Pour la première fois, Fratelli d’Italia a brisé le front d’un soutien inconditionnel à l’Ukraine en s’abstenant sur la résolution de l’européanisation qui réitère le soutien à Kiev. La résolution, plus qu’en faveur de Kiev, était devenue “contre Trump”. Et le stade de Scuderia à l’IED IDE, qui est arrivé de Rome à Strasbourg, était de s’abstenir. C’est une première fois qui pèse, l’abstention, après trois ans au premier rang parmi les partisans de l’Ukraine, et que Giorgia Meloni est pondérée depuis longtemps. Mais qui permet au premier ministre de rester équidistant, puis de soutenir son parti, et l’ensemble du groupe ECR, le plan d’Ursula von der Leyen de resto pour la sécurité européenne.
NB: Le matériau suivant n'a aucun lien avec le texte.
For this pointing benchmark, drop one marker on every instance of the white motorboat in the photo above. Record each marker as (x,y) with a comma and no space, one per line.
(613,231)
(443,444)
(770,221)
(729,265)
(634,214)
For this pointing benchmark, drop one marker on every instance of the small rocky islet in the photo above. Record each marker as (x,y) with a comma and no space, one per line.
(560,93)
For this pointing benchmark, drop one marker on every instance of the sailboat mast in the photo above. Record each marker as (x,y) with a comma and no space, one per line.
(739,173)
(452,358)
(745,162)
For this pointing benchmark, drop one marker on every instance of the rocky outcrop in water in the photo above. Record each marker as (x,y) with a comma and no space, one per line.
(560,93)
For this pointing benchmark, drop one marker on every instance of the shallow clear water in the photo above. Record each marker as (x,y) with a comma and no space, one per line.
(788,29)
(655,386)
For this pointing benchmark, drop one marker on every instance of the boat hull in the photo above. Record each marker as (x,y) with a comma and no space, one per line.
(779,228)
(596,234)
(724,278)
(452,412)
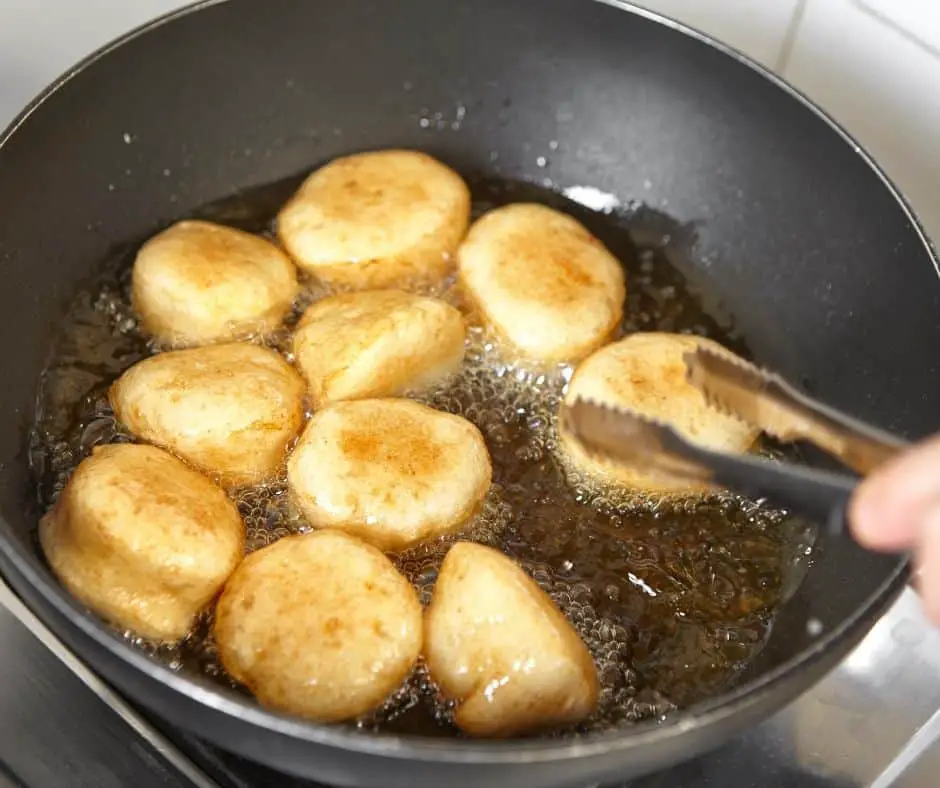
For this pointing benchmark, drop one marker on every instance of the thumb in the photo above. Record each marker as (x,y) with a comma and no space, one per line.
(889,506)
En doute, l’appel vidéo de Meloni au sommet convoqué par Starmer
Aucun endosseur d’un acte “politisé contre l’administration Trump”, le sentiment qui résume ses fidèles, d’autant plus après l’évolution des négociations entre les États-Unis et l’Ukrainien à Gedda. Face à un scénario considéré comme fluide, chez Palazzo Chigi, chaque mouvement est géré au nom de la prudence et de l’équilibreur. C’est ainsi que la participation du premier ministre à l’appel vidéo de la “Coalition of the Willing”, convoquée pour samedi par le British Keir Starmer, est également en doute. Des évaluations sont en cours.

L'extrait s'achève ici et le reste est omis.